As the U.S population grows and the number of eligible voters continues to climb with each election cycle, a disturbing trend of limiting voter access to the polls is taking place. With 2012 on the horizon, states are already gearing up to ensure that barriers are installed across the voting process, from restrictions on voter registration to strict requirements at the polls. It’s been called “the largest legislative effort to scale back voting rights in a century.”
Legislators justify the vast majority of this legislation by claiming they are merely attempting to prevent widespread voter fraud. The Brennan Center for Justice conducted the most extensive analysis of voter fraud allegations and concluded that proponents of voter ID laws could not find “a proven example of a single vote cast at the polls in someone else’s name that could be stopped by a pollsite photo ID rule.”

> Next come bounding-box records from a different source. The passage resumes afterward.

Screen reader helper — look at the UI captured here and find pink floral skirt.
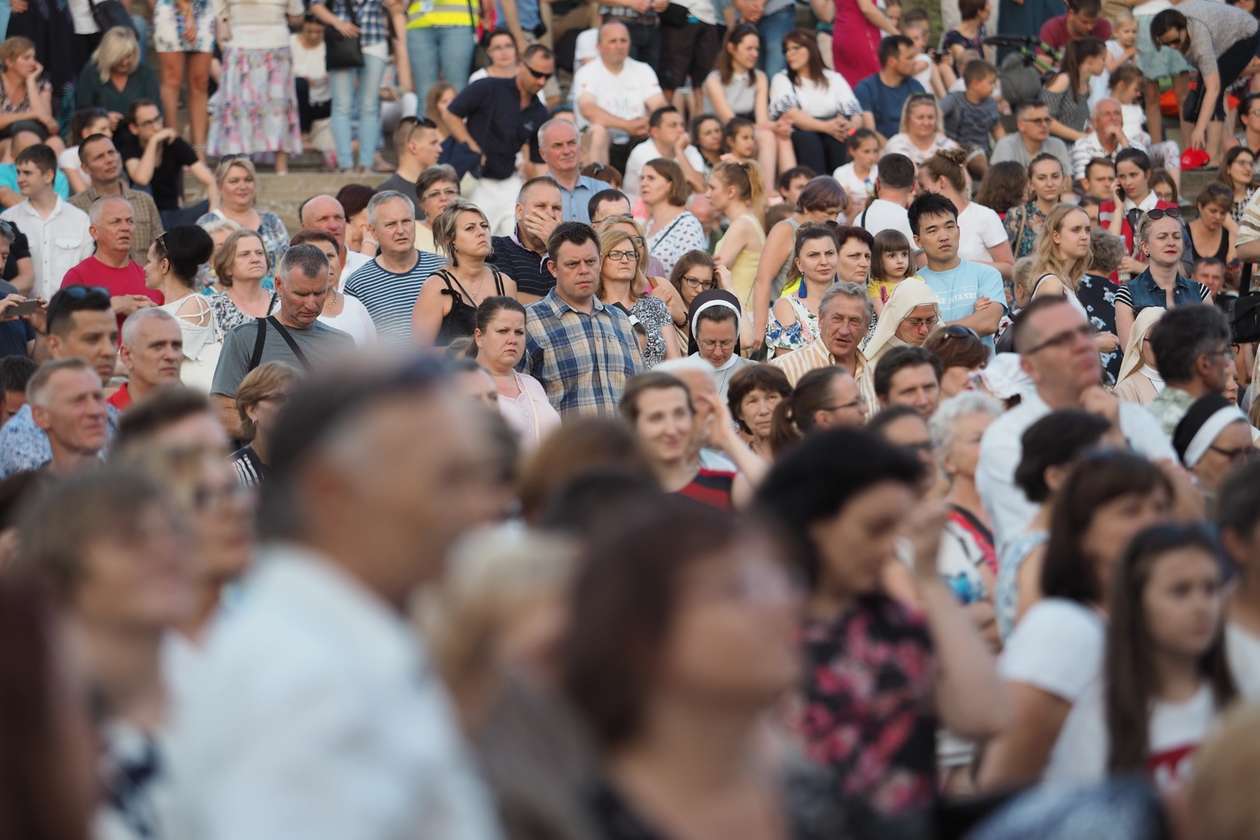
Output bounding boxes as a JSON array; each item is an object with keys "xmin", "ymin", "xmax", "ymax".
[{"xmin": 207, "ymin": 47, "xmax": 302, "ymax": 157}]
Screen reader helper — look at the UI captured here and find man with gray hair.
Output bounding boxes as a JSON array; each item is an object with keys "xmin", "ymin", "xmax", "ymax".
[
  {"xmin": 108, "ymin": 306, "xmax": 184, "ymax": 412},
  {"xmin": 210, "ymin": 243, "xmax": 352, "ymax": 438},
  {"xmin": 345, "ymin": 190, "xmax": 446, "ymax": 344},
  {"xmin": 60, "ymin": 195, "xmax": 163, "ymax": 329},
  {"xmin": 536, "ymin": 117, "xmax": 609, "ymax": 222},
  {"xmin": 26, "ymin": 358, "xmax": 110, "ymax": 475},
  {"xmin": 770, "ymin": 283, "xmax": 878, "ymax": 412}
]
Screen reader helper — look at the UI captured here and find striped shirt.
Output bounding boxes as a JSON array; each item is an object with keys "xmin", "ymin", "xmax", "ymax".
[
  {"xmin": 770, "ymin": 339, "xmax": 878, "ymax": 417},
  {"xmin": 522, "ymin": 288, "xmax": 645, "ymax": 417},
  {"xmin": 345, "ymin": 251, "xmax": 446, "ymax": 341}
]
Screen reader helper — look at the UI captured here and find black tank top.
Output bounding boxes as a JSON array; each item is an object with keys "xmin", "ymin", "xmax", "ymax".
[{"xmin": 436, "ymin": 266, "xmax": 503, "ymax": 348}]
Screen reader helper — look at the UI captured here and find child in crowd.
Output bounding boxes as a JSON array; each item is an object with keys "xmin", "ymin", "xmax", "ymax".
[
  {"xmin": 898, "ymin": 9, "xmax": 945, "ymax": 97},
  {"xmin": 867, "ymin": 228, "xmax": 922, "ymax": 316},
  {"xmin": 722, "ymin": 117, "xmax": 757, "ymax": 164},
  {"xmin": 1111, "ymin": 64, "xmax": 1181, "ymax": 190},
  {"xmin": 832, "ymin": 128, "xmax": 879, "ymax": 217},
  {"xmin": 1104, "ymin": 521, "xmax": 1241, "ymax": 791},
  {"xmin": 941, "ymin": 59, "xmax": 1007, "ymax": 178}
]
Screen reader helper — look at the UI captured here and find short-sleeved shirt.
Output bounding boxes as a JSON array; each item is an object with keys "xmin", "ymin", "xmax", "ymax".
[
  {"xmin": 118, "ymin": 135, "xmax": 198, "ymax": 210},
  {"xmin": 449, "ymin": 78, "xmax": 547, "ymax": 180},
  {"xmin": 919, "ymin": 258, "xmax": 1007, "ymax": 349},
  {"xmin": 210, "ymin": 321, "xmax": 354, "ymax": 397},
  {"xmin": 1041, "ymin": 15, "xmax": 1111, "ymax": 49},
  {"xmin": 853, "ymin": 73, "xmax": 924, "ymax": 137},
  {"xmin": 345, "ymin": 251, "xmax": 446, "ymax": 343}
]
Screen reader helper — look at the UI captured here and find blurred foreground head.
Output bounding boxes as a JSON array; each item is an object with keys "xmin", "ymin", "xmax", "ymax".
[{"xmin": 260, "ymin": 356, "xmax": 496, "ymax": 607}]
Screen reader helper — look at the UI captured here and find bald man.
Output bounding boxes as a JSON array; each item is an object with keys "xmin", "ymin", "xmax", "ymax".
[
  {"xmin": 60, "ymin": 195, "xmax": 164, "ymax": 330},
  {"xmin": 297, "ymin": 194, "xmax": 372, "ymax": 291}
]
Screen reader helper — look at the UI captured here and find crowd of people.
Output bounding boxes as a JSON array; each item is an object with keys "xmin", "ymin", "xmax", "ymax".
[{"xmin": 9, "ymin": 0, "xmax": 1260, "ymax": 840}]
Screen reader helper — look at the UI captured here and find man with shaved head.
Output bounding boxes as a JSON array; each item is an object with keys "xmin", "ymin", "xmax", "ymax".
[
  {"xmin": 297, "ymin": 193, "xmax": 372, "ymax": 291},
  {"xmin": 60, "ymin": 195, "xmax": 164, "ymax": 330}
]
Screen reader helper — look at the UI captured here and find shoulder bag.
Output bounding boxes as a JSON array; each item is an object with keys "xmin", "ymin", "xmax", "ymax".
[{"xmin": 324, "ymin": 0, "xmax": 363, "ymax": 71}]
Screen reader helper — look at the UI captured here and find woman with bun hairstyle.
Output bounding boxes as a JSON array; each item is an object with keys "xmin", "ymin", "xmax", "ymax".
[
  {"xmin": 919, "ymin": 149, "xmax": 1016, "ymax": 280},
  {"xmin": 145, "ymin": 224, "xmax": 223, "ymax": 393}
]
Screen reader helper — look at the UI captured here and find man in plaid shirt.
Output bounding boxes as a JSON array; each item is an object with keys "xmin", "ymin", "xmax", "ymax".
[{"xmin": 523, "ymin": 222, "xmax": 644, "ymax": 417}]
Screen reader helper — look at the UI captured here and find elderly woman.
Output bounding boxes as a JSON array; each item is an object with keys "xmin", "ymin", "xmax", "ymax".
[
  {"xmin": 924, "ymin": 324, "xmax": 992, "ymax": 399},
  {"xmin": 74, "ymin": 26, "xmax": 161, "ymax": 132},
  {"xmin": 413, "ymin": 164, "xmax": 460, "ymax": 253},
  {"xmin": 145, "ymin": 224, "xmax": 223, "ymax": 393},
  {"xmin": 232, "ymin": 361, "xmax": 299, "ymax": 487},
  {"xmin": 726, "ymin": 364, "xmax": 791, "ymax": 461},
  {"xmin": 0, "ymin": 37, "xmax": 57, "ymax": 152},
  {"xmin": 207, "ymin": 0, "xmax": 305, "ymax": 173},
  {"xmin": 1115, "ymin": 306, "xmax": 1168, "ymax": 406},
  {"xmin": 1115, "ymin": 210, "xmax": 1212, "ymax": 346},
  {"xmin": 595, "ymin": 225, "xmax": 682, "ymax": 368},
  {"xmin": 411, "ymin": 200, "xmax": 517, "ymax": 346},
  {"xmin": 639, "ymin": 157, "xmax": 708, "ymax": 275},
  {"xmin": 862, "ymin": 278, "xmax": 941, "ymax": 366},
  {"xmin": 883, "ymin": 93, "xmax": 958, "ymax": 166},
  {"xmin": 469, "ymin": 297, "xmax": 559, "ymax": 450},
  {"xmin": 197, "ymin": 157, "xmax": 289, "ymax": 273},
  {"xmin": 1173, "ymin": 394, "xmax": 1256, "ymax": 508}
]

Combating “voter fraud” is a red herring. It doesn’t take more than a passing glance at the 2008 results map to understand why Republicans have been working so diligently to decrease the vote, especially in states where President Obama won by a slim margin.
For the most part, the recent changes represent a dismal outlook for voting rights advocates. Republican successes at the state level have empowered the GOP with the ability to craft and adopt even the most restrictive election laws. While voting rights groups and others are taking many of these fights to the courts, there’s no denying that enforcing these unduly restrictive laws is a cornerstone of the Republican 2012 strategy.
That said, while most of these changes have been pushed by largely Republican legislatures, they have not been able to be passed in some areas without the “help” of Democratic representatives.